Em fevereiro, a comissão de Constituição, Justiça e Cidadania do Senado Federal (CCJ) rejeitou diversas propostas de alteração do art. 228 da Constituição que buscavam reduzir a maioridade penal no país. Por 11 votos a 8, a comissão considerou que o atual estabelecimento da maioridade penal aos 18 anos é um direito fundamental do cidadão brasileiro e, portanto, constitui cláusula pétrea de nossa Lei Fundamental, não sujeita nem sequer à deliberação.

A discussão sobre a redução da maioridade penal no Congresso Nacional, contudo, deve continuar. A própria decisão da CCJ foi contestada em recurso assinado por 18 senadores, e a deliberação sobre a constitucionalidade da matéria deve ser levada ao plenário do Senado no mês de abril. Caso o parecer do colegiado seja favorável, os senadores terão diante de si propostas interessantes, como o Projeto de Emenda Constitucional n.º 33/2012, que reduz a maioridade penal para 16 anos, mas apenas nos casos de crimes hediondos e após um laudo técnico atestar que o autor tinha a compreensão do caráter criminoso de sua conduta.

Na Câmara dos Deputados, diversas propostas de enrijecimento da punição a adolescentes infratores também estão em discussão. Muitas dessas propostas, em vez de buscar a alteração da Constituição, que exige a aprovação de 3/5 dos membros dos senadores e deputados federais, concentram-se na mudança da Lei n.° 8.069/90, o Estatuto da Criança e do Adolescente (ECA), que, como lei ordinária, pode ser alterada por voto da maioria simples dos congressistas.

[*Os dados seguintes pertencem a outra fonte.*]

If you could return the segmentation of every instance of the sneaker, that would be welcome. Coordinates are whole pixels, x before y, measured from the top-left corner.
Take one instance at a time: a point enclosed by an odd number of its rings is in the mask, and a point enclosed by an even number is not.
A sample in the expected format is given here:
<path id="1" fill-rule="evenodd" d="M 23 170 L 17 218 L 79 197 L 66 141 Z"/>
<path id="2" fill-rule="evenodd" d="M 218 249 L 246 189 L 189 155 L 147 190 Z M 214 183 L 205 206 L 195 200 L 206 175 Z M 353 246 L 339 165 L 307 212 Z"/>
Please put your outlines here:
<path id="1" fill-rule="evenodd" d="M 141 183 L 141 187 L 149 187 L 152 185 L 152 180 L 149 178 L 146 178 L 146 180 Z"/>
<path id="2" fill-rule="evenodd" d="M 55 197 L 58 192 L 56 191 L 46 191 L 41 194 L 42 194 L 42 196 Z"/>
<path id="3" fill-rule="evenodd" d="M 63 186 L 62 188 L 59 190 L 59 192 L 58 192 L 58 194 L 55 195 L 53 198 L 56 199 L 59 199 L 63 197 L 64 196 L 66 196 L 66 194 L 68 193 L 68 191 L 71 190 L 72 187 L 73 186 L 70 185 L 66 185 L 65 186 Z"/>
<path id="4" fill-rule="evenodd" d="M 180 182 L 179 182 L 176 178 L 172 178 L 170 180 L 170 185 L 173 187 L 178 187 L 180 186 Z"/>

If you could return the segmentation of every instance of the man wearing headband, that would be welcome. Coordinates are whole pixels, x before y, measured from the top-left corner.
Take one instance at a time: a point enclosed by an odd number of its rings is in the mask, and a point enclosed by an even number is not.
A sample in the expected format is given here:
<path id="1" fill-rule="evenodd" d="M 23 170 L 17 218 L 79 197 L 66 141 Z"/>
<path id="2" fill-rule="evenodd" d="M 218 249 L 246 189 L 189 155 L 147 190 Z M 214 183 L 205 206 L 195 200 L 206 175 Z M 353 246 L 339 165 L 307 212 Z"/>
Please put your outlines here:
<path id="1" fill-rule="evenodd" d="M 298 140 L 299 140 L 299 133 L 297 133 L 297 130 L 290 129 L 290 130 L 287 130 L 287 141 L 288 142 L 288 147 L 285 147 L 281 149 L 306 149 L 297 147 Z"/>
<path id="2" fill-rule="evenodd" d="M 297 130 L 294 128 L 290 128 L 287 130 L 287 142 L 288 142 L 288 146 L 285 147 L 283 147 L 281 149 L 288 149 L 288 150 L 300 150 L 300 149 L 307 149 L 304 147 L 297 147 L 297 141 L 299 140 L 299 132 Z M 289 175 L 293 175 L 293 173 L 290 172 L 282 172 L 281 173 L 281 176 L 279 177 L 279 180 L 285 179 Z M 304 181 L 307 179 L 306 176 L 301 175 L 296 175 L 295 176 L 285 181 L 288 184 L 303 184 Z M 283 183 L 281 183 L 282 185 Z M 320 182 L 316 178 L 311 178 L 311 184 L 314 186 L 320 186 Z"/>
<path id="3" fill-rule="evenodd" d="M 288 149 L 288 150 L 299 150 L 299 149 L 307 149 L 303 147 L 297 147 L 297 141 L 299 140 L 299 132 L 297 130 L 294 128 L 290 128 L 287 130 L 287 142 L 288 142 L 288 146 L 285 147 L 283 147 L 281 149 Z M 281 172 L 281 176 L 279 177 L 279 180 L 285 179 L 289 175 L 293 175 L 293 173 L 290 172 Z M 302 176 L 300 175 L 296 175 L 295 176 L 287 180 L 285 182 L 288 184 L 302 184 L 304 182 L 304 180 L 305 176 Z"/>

A proposta de maior destaque em tramitação na Câmara é o Projeto de Lei n° 5.454/2013, protocolado a pedido do governador Geraldo Alckmin, de São Paulo. O projeto cria o Regime Especial de Atendimento, destinado a maiores de 16 anos que praticarem condutas equivalentes ao homicídio, latrocínio, sequestro e estupro. Atualmente, a maior sanção atribuída a esses infratores pelo ECA é a internação em uma instituição exclusiva a adolescentes pelo prazo máximo de três anos. De acordo com o projeto, os autores desses atos mais graves, ao completarem 18 anos, passariam para um regime de internação de maior contenção e vigilância, no qual poderiam permanecer por até oito anos.

A idade máxima para um adolescente infrator permanecer internado no país passaria, assim, dos atuais 21 para 26 anos. A proposta não muda o modo de cumprimento da internação, que continuaria sendo feito em estabelecimento distinto dos locais de cumprimento de penas pelos adultos, e no qual os infratores devem ser separados por idade, porte físico e gravidade da infração cometida.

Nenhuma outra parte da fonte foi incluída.